Unfortunately, all three of these sources of data – EMS call volume, ER visit volume, and lab test volume – are indirect methods for extrapolating the same information that is provided by the ER syndrome data. As such, it is more reliable to collect this information directly.
Blood, Dollars, and Confidentiality
Approximately four million people give blood each year. The donors represent all demographic groups and come from all areas of the country. In theory, if a small sample of each unit of blood donated were sent to a lab to be tested the general health of the community could be determined, more or less, by the results. Real-life experience, though, shows this seemingly logical plan to be unworkable.
There are numerous complex legal issues – involving consent and/or confidentiality, for example – governing any medical testing. There also are a large number of laws and regulations governing testing practices and the control of results. In addition, the agencies that collect blood may not be enthusiastic about participation in any data-collection effort. Concern about confidentiality of the test results may keep people away who otherwise might be willing to donate. The need for blood donations grows every year, and the agencies filling that need are not likely to do anything that might reduce the number of potential donors.

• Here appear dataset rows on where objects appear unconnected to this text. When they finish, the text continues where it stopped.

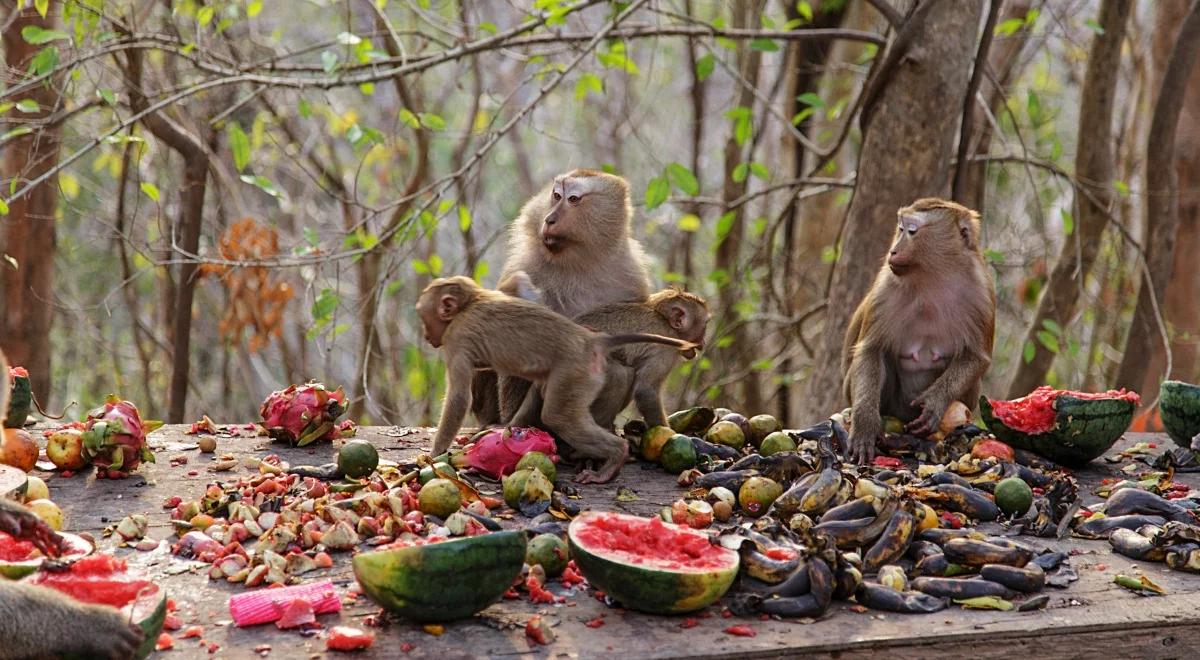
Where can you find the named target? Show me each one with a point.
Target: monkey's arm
(961, 376)
(867, 373)
(454, 409)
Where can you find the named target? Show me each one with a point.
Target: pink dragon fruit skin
(497, 453)
(303, 414)
(115, 438)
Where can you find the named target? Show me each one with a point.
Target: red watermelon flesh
(1035, 413)
(652, 544)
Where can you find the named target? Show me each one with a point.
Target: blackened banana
(1029, 579)
(960, 587)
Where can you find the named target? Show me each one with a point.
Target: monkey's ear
(448, 306)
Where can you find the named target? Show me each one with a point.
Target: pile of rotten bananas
(892, 540)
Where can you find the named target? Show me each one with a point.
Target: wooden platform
(1091, 618)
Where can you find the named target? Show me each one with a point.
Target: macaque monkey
(574, 241)
(922, 337)
(37, 622)
(635, 372)
(477, 328)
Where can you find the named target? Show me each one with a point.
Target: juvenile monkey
(36, 622)
(923, 335)
(574, 241)
(484, 329)
(636, 372)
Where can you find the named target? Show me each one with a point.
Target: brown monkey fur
(636, 372)
(484, 329)
(923, 335)
(36, 622)
(574, 241)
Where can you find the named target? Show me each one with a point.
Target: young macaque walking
(922, 337)
(635, 372)
(477, 329)
(573, 239)
(36, 622)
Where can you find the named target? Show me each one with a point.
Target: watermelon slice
(651, 565)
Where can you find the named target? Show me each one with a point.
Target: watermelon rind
(77, 546)
(1179, 403)
(649, 589)
(1084, 429)
(444, 581)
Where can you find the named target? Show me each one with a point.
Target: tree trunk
(1182, 301)
(906, 154)
(729, 251)
(1162, 202)
(28, 231)
(1093, 168)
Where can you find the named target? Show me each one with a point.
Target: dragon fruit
(303, 414)
(497, 451)
(114, 438)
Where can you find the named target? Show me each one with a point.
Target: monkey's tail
(613, 341)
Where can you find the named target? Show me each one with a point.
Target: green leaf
(150, 190)
(683, 179)
(657, 192)
(37, 36)
(409, 118)
(463, 219)
(1049, 340)
(588, 82)
(239, 144)
(705, 66)
(432, 121)
(689, 222)
(324, 305)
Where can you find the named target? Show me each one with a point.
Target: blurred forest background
(208, 199)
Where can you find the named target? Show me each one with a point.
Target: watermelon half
(1180, 406)
(1065, 426)
(651, 565)
(21, 558)
(442, 581)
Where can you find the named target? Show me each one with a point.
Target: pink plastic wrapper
(268, 605)
(497, 453)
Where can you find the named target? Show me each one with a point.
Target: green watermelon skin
(444, 581)
(1084, 429)
(1179, 403)
(19, 403)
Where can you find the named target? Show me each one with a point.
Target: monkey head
(929, 232)
(687, 313)
(441, 303)
(588, 210)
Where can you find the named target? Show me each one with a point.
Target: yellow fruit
(48, 511)
(36, 489)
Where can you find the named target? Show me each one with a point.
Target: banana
(961, 587)
(972, 552)
(855, 509)
(892, 544)
(1029, 579)
(877, 597)
(967, 501)
(816, 499)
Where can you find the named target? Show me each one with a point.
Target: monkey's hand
(931, 411)
(25, 526)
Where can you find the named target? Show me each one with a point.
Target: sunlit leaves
(36, 36)
(150, 190)
(239, 144)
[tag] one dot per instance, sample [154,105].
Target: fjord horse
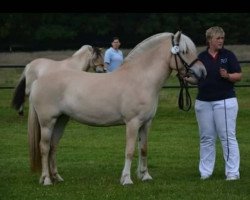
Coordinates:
[82,60]
[128,96]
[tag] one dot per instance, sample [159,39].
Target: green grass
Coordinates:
[90,159]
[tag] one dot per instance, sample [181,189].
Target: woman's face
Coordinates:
[116,44]
[217,41]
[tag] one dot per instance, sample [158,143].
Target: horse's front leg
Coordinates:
[45,148]
[131,135]
[142,170]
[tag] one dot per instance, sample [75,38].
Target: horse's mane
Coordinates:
[82,49]
[94,50]
[185,44]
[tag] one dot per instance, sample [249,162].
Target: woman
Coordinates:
[113,57]
[216,106]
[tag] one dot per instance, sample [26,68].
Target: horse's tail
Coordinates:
[19,95]
[34,135]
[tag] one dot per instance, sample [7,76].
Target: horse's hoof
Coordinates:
[58,178]
[47,181]
[146,177]
[126,180]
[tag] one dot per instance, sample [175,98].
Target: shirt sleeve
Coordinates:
[107,57]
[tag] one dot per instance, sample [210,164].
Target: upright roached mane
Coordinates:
[82,60]
[131,98]
[185,45]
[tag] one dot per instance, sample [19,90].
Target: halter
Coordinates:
[184,85]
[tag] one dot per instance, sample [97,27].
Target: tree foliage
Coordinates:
[75,29]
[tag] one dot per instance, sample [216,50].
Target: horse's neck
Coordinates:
[80,61]
[153,67]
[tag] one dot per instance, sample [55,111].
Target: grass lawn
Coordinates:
[90,159]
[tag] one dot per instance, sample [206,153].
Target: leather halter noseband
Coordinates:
[183,85]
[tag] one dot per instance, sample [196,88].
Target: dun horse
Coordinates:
[130,99]
[82,60]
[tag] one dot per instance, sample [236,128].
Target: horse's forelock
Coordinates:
[186,44]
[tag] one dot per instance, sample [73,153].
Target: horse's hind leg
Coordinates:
[131,135]
[56,136]
[46,133]
[142,171]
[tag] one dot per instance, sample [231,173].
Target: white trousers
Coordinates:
[218,118]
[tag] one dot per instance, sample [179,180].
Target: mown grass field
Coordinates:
[91,159]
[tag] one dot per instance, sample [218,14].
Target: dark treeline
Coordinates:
[53,31]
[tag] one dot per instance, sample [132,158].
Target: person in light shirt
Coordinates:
[113,57]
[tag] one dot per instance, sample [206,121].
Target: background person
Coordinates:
[216,106]
[113,57]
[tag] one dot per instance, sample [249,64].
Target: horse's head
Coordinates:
[185,59]
[97,61]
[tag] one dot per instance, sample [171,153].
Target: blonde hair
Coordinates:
[214,31]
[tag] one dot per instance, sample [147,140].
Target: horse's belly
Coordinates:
[95,117]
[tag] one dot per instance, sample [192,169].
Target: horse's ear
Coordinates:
[177,37]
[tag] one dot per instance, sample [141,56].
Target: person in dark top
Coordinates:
[216,106]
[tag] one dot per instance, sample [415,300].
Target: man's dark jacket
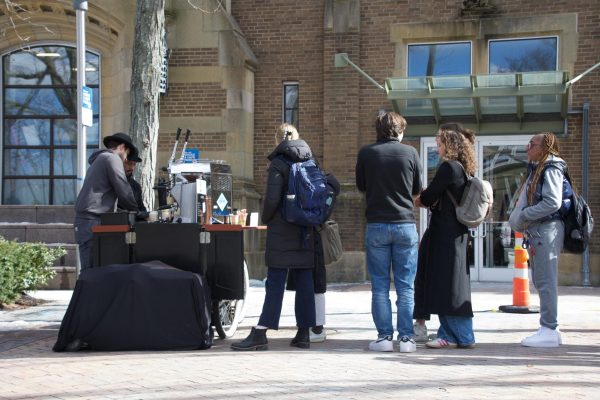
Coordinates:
[390,174]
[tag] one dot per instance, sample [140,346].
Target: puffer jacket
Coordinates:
[288,245]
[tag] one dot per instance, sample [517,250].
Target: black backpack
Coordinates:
[578,223]
[578,220]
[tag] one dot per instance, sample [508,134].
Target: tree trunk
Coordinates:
[148,50]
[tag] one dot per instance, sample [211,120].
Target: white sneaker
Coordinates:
[407,345]
[559,333]
[318,337]
[544,337]
[382,344]
[420,333]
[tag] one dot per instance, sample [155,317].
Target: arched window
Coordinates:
[39,123]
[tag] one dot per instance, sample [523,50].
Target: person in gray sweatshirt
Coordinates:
[538,215]
[105,183]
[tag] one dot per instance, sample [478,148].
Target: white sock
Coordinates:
[320,309]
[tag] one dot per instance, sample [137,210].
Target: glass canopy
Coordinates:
[513,103]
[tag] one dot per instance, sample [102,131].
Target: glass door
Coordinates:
[503,162]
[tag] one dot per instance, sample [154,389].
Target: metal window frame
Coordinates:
[512,39]
[51,177]
[284,107]
[470,42]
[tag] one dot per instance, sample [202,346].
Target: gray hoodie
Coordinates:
[527,216]
[104,183]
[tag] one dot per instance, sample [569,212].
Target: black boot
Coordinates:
[302,339]
[256,340]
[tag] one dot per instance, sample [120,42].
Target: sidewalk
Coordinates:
[342,367]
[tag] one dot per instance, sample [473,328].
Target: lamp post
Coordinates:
[80,7]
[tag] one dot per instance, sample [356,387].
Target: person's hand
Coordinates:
[418,202]
[142,216]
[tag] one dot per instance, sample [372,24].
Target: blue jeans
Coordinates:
[392,248]
[456,329]
[274,289]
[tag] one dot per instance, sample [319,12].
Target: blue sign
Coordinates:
[86,106]
[191,155]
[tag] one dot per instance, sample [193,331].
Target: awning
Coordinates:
[513,103]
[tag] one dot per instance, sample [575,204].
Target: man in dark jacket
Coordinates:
[389,172]
[289,247]
[104,183]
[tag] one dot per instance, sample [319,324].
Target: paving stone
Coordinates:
[341,367]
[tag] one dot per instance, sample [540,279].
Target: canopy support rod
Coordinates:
[578,77]
[341,60]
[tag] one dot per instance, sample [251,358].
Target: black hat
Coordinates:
[120,137]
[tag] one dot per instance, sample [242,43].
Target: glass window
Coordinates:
[26,162]
[523,55]
[29,101]
[290,103]
[439,59]
[25,191]
[39,143]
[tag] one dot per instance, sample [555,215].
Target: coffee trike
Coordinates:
[195,228]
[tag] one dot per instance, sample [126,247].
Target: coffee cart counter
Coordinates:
[215,251]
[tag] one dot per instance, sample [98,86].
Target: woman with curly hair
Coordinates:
[442,285]
[538,215]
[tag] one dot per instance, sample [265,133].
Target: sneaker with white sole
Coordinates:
[544,337]
[420,333]
[318,337]
[407,345]
[382,344]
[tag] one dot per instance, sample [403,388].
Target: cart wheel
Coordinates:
[229,313]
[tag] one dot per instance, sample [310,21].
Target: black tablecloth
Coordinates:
[149,306]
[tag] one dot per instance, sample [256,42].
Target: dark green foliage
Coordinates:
[24,266]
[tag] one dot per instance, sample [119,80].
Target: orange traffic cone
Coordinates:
[521,298]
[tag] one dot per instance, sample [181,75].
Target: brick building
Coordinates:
[238,69]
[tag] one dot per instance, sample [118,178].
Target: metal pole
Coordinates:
[585,141]
[80,7]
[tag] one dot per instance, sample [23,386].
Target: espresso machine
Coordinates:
[202,190]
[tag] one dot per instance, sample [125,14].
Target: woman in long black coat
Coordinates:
[289,247]
[442,285]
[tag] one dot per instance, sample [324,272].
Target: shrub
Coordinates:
[24,266]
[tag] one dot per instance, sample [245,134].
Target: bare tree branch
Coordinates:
[218,8]
[18,14]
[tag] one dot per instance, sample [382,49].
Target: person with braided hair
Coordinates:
[538,215]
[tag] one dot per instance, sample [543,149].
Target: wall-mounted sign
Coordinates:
[87,115]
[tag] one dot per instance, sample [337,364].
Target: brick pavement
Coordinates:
[339,368]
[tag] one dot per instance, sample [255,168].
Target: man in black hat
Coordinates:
[104,183]
[129,165]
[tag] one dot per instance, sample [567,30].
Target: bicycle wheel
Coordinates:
[227,314]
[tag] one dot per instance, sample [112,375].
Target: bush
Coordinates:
[24,266]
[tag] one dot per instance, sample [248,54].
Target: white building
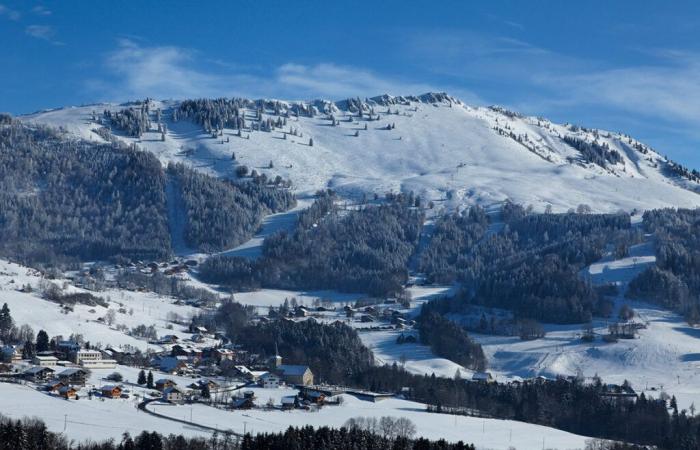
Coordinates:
[87,355]
[45,361]
[173,394]
[270,381]
[99,363]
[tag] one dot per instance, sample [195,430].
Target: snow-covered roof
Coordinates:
[292,370]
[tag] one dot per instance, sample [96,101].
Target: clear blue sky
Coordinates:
[631,66]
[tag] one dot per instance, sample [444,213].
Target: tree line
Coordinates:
[364,250]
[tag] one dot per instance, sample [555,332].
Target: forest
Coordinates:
[32,434]
[530,266]
[674,281]
[447,339]
[64,200]
[222,214]
[364,250]
[334,352]
[568,405]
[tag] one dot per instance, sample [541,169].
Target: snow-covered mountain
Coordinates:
[443,150]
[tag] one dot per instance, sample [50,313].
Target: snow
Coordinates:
[485,433]
[434,149]
[31,309]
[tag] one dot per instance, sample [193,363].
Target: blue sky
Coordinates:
[631,66]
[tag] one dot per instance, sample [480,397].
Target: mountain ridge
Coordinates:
[449,153]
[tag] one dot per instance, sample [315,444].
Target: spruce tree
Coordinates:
[42,341]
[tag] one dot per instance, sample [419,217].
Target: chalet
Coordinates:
[165,383]
[244,372]
[173,394]
[483,377]
[45,361]
[197,329]
[245,402]
[186,350]
[73,375]
[293,374]
[203,383]
[111,391]
[99,363]
[173,364]
[315,397]
[618,394]
[199,338]
[223,354]
[68,392]
[38,373]
[290,402]
[68,349]
[168,339]
[83,355]
[54,385]
[270,381]
[10,354]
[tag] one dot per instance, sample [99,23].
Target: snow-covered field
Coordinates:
[141,308]
[435,148]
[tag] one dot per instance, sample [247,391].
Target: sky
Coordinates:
[629,66]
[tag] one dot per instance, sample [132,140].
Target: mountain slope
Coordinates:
[443,150]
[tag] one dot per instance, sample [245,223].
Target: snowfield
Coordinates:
[445,151]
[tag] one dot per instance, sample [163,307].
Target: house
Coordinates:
[68,349]
[45,361]
[618,394]
[197,329]
[245,402]
[483,377]
[173,394]
[173,364]
[293,374]
[99,363]
[244,372]
[73,375]
[270,381]
[54,385]
[202,384]
[315,397]
[188,351]
[168,339]
[38,373]
[111,391]
[223,354]
[68,392]
[82,355]
[301,311]
[290,402]
[165,383]
[10,354]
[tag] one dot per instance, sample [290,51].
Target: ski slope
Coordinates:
[443,150]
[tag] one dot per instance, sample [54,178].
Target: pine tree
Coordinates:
[6,322]
[42,341]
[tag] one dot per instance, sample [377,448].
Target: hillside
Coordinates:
[443,150]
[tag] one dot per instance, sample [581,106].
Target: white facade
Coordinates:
[99,363]
[45,361]
[270,381]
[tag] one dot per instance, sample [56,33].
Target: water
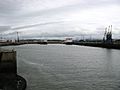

There are other factors to be considered. One is that even a blood test that is sensitive enough to identify an infected patient in the first three days of infection would yield only a 26 percent chance of successfully detecting the disease. In addition, the time it takes for that detection would almost certainly be longer than the time it would take for the disease to manifest itself through the outbreak of symptoms (at which time the disease could be identified by other means). Finally, the overall cost of testing samples of all blood donated each year would be astronomical.
It is clear that the complicated amalgam of data and data sources, laws, regulations, and practical factors that come into play in fighting bio-terrorism presents a formidable challenge. Meeting that challenge is mandatory, though, because it presents the best hope for shortening the time between disease attack and disease discovery – and, therefore, for improving the chances for survival of those who are the victims of an attack. It should be understood, though, that efforts in this area can and should be complemented by improvements in the gathering of intelligence, more vigorous law enforcement, traditional diagnosis-based case tracking, and aggressive use of other homeland-defense assets and resources.